Huddle’s national identity is an issue they must navigate carefully: they want to benefit from their status among London’s tech start-ups; but they also need to reassure security officials in Washington and to stay in touch with experienced investors in San Francisco. For a moment, the two fall silent. Then the squawkbox crackles: “If you cut us open, we’re British all through the middle,” Mr McLoughlin says. “But, given the type of businesses who may eventually acquire us or, given the type of customers we want to be working with, and given the money that we aim to raise that has always meant we have to have a strong US-based operation out here on the west coast.”

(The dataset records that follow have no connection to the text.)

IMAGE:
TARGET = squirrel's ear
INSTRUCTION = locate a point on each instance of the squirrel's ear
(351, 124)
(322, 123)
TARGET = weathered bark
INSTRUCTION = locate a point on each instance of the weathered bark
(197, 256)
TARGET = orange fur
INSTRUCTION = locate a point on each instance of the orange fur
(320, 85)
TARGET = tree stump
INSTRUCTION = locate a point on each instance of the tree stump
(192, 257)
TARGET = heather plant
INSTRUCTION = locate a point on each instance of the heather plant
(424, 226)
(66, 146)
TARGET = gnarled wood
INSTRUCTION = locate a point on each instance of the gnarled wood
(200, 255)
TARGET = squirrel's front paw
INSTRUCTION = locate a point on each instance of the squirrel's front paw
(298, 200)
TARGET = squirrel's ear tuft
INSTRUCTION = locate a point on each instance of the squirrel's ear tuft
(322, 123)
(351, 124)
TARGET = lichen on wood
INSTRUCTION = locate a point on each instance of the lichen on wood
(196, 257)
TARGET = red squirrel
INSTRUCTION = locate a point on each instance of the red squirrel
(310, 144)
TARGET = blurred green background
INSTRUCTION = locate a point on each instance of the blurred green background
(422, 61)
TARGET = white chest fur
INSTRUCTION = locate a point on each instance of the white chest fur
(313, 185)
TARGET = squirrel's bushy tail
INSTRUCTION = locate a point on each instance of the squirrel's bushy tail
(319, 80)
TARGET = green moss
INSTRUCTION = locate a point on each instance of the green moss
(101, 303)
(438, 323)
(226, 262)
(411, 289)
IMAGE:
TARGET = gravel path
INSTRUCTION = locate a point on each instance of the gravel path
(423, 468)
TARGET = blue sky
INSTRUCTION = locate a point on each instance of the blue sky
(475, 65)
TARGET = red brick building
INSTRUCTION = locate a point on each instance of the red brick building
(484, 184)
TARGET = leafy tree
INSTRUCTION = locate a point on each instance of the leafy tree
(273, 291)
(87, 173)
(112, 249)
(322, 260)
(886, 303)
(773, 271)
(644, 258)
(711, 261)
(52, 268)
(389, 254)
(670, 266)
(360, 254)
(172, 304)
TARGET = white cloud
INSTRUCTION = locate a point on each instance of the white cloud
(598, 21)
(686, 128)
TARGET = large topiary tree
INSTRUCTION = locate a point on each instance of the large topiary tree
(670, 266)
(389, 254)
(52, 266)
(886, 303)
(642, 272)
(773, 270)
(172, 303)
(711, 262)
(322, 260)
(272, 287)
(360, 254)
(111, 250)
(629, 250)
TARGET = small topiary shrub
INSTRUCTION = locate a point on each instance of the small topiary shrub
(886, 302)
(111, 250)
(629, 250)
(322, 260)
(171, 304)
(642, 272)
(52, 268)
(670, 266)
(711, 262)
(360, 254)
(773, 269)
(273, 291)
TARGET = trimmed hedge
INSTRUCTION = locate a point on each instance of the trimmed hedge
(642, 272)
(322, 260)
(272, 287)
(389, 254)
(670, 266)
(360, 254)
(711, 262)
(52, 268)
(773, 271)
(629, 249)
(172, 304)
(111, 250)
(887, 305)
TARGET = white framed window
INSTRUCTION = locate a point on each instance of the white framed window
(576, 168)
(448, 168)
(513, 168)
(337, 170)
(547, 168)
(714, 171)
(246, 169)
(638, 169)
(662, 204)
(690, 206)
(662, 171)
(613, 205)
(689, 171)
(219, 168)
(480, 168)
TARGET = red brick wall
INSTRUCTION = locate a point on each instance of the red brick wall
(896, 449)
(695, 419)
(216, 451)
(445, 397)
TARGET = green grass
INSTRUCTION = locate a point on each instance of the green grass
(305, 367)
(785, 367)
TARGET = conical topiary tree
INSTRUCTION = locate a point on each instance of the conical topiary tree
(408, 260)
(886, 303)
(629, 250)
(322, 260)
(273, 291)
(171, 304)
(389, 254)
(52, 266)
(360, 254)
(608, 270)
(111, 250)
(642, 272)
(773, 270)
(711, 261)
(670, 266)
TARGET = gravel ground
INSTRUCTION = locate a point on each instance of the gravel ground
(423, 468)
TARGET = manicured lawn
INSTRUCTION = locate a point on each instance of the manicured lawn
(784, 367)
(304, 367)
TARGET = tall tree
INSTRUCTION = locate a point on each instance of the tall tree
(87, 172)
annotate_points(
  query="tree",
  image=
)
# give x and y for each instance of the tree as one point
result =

At the same time, Mr Mitchell says software developers are now easier to find and cheaper to hire in London than in San Francisco. “We get some of the best guys out of the banks.”
"One of the big opportunities in early stage investing is to be the API to venture capital and functional expertise for companies that aren’t already in the US. In other words, let’s use our experience with things like data, design and distribution to help foreign companies climb the learning curve faster than their peers — regardless of whether they’re targeting the US or foreign markets."
Edinburgh is, arguably, a better place to live than Boulder, Colorado. More moderate climate, much better art galleries, better transit times to more interesting cities, just as good outdoor exercise and sports activities .. etc. Yes, I'm biased. The mountains aren't so spectacular, but the castle and the fringe festivals compensate.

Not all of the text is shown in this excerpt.